Just wondering, how useful is it to get code and stack memory into hugepages? I thought you usually access them sequentially so it doesn't matter that much to put them in hugepages.
Code is not really accessed sequentially. Just imagine a function calling another function which sits in another translation unit. Depending what the linker is going to do but there's a good chance that these won't sit near to each other unless you explicitly optimized for that case. This is why source-code level locality is also important - to minimize the instruction cache misses. And also why you don't want to go mad about making everything dynamically dispatched in the code unless you really need to (e.g. virtual functions).
EDIT: Putting the code segment into hugepages will relief some of the pressure of VADDR translation which is otherwise larger with 4K segments. Whether this will impact the runtime execution time positively or stay neutral I think it greatly depends on the workload and cannot be said upfront.
Wrt code, look at the bench in the article. Even with sequential access, you can get a decent speedup using huge pages. But unless you have a good profile and using PGO, it'll likely not be that sequential for code.
Like everything else you'll need to measure it to know exactly what benefit you might get. As a starting point, you can start at looking at the itlb load misses with perf stat -d
Stack access is another story as it's usually local and sequential so it might not be that useful.
The most benefit comes from the fact that you end up with a lot less TLB misses, since single mapping covers a large chunk of memory. Predictable memory access pattern helps with caches misses thanks to hardware prefetch, but as far as I know hardware prefetch won't work if it would cause TLB miss on most CPUs.
Nothing needs to be changed about your kernel to bypass it.
You can outright install the openonload drivers, preload to intercept epoll, and it literally just works.
Going to efvi can cut out ~1us but that requires specifically targeting efvi, and has more operational / code setup pain. Works on stock Linux all the same though
Wondering if there is any guide to programming and accurately measuring low latency stuff. I am working on some low level memory management code and would like to see the latency behavior, but I always get several microseconds of standard deviation (~10%) when I try to benchmark it.
I am pinning the cores, disabled SMT and turbo boost, but haven't tried isolcpu because this has to reboot the computer.
Really?
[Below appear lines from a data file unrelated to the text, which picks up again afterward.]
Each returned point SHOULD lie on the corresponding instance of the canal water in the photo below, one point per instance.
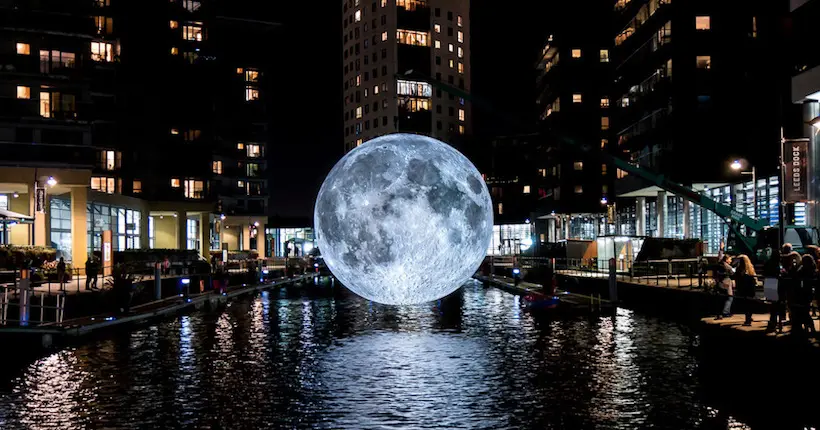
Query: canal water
(320, 357)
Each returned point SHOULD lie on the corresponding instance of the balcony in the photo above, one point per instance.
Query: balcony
(42, 155)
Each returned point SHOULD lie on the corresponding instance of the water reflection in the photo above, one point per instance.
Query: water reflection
(320, 357)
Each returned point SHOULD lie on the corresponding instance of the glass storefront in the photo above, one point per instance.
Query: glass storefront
(293, 241)
(510, 239)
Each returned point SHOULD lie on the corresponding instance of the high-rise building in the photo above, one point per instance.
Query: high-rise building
(573, 99)
(388, 45)
(689, 97)
(146, 121)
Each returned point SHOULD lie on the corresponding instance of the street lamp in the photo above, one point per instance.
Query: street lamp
(737, 165)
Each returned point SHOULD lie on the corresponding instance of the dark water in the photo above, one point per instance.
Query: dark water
(322, 358)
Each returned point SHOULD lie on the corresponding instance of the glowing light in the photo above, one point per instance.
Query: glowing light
(403, 200)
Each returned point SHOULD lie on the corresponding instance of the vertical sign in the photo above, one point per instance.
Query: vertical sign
(795, 170)
(40, 200)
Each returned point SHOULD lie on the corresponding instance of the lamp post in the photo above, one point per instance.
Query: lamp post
(737, 165)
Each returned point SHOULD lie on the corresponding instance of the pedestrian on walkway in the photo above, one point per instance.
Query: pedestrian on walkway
(801, 316)
(746, 283)
(724, 278)
(61, 273)
(786, 279)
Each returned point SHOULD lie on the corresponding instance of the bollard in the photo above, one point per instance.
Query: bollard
(157, 282)
(613, 282)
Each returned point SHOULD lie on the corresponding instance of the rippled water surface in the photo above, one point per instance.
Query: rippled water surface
(321, 357)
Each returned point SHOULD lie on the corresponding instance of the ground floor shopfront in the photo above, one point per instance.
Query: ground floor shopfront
(65, 214)
(654, 212)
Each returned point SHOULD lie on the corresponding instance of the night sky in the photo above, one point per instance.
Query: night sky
(307, 135)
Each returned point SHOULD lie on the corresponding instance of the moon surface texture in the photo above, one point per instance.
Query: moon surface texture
(403, 219)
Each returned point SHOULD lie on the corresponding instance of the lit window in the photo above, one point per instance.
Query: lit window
(251, 94)
(194, 189)
(24, 92)
(103, 184)
(410, 37)
(193, 32)
(414, 88)
(254, 151)
(109, 160)
(102, 51)
(45, 105)
(251, 75)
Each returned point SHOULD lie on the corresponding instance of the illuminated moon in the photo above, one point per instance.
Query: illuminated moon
(403, 219)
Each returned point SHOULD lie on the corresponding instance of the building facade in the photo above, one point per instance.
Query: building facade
(684, 76)
(151, 127)
(387, 46)
(574, 75)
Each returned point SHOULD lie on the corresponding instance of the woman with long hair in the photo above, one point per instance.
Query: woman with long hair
(746, 282)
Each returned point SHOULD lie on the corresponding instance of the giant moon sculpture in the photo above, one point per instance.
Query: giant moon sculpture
(403, 219)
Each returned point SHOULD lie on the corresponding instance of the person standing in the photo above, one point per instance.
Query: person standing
(725, 272)
(801, 318)
(746, 282)
(61, 273)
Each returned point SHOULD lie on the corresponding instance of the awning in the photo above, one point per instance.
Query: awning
(7, 215)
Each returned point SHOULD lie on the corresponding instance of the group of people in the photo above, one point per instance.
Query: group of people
(798, 284)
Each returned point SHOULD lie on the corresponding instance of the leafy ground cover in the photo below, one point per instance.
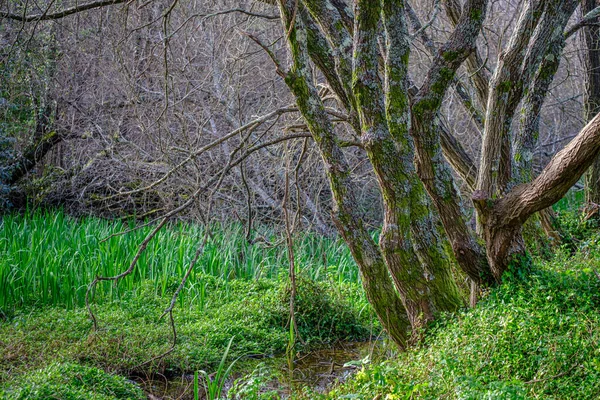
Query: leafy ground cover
(537, 336)
(238, 291)
(534, 337)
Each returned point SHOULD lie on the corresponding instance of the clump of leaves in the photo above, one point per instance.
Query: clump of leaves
(532, 337)
(73, 382)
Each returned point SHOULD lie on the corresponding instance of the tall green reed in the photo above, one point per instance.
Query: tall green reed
(49, 258)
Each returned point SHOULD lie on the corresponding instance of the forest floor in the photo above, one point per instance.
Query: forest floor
(535, 336)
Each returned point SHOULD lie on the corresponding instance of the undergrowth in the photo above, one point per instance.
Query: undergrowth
(534, 337)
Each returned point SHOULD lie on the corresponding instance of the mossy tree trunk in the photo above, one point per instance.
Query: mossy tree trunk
(591, 36)
(412, 153)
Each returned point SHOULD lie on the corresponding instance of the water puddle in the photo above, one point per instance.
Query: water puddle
(318, 370)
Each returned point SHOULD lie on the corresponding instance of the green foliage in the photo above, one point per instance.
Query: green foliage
(533, 337)
(254, 386)
(214, 383)
(130, 332)
(71, 382)
(49, 259)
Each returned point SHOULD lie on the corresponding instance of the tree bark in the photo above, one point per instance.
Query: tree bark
(591, 36)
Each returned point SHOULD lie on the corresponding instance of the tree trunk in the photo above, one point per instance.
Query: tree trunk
(591, 35)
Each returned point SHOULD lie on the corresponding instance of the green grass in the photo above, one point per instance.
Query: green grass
(71, 382)
(255, 312)
(531, 338)
(48, 258)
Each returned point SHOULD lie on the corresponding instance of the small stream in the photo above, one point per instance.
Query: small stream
(318, 369)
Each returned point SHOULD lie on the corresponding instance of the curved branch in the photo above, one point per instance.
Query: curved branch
(60, 14)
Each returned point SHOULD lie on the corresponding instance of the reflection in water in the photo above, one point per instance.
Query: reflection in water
(318, 370)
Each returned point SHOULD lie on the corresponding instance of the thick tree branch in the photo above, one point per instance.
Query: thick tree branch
(561, 173)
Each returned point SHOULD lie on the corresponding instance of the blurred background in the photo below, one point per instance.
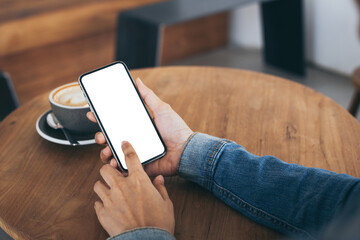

With Google Bench or Criterion I've gotten pretty good resolution on microbenchmarks
The gold standard (in my experience) for latency measurement is setting up a packet splitting, marking your outbound packets with some hash/id of the inbound packet, taking hardware timestamps of all these on some dedicated host, and putting it all together after the fact. Ultimately packet-in to packet out is all the matters anyways
It looks like you don't have a good understanding of how virtual memory works and how in that space the hardware (TLB), the OS (page tables) and higher level software are intertwined.
Also, PREEMPT_RT is the worst option for low latency because it's about execution time guarantees and not speed specifically. If you're on PREEMPT_RT and give your critical thread highest prio, be prepared for some serious OS-level lock-ups.
> If you're on PREEMPT_RT and give your critical thread highest prio, be prepared for some serious OS-level lock-ups.
PREEMPT_RT includes priority inheritance, specifically to avoid this scenario. So your app should indeed be favored if you tune accordingly. What you also seem to be saying is that using PREEMPT_RT may lead to lower throughput, but that's not the same thing as latency.
I'm not entirely sure you understand memory hierarchy and that RAM is volatile so paging has to happen and keep in mind that reading memory from disk is a LOT slower than from main memory.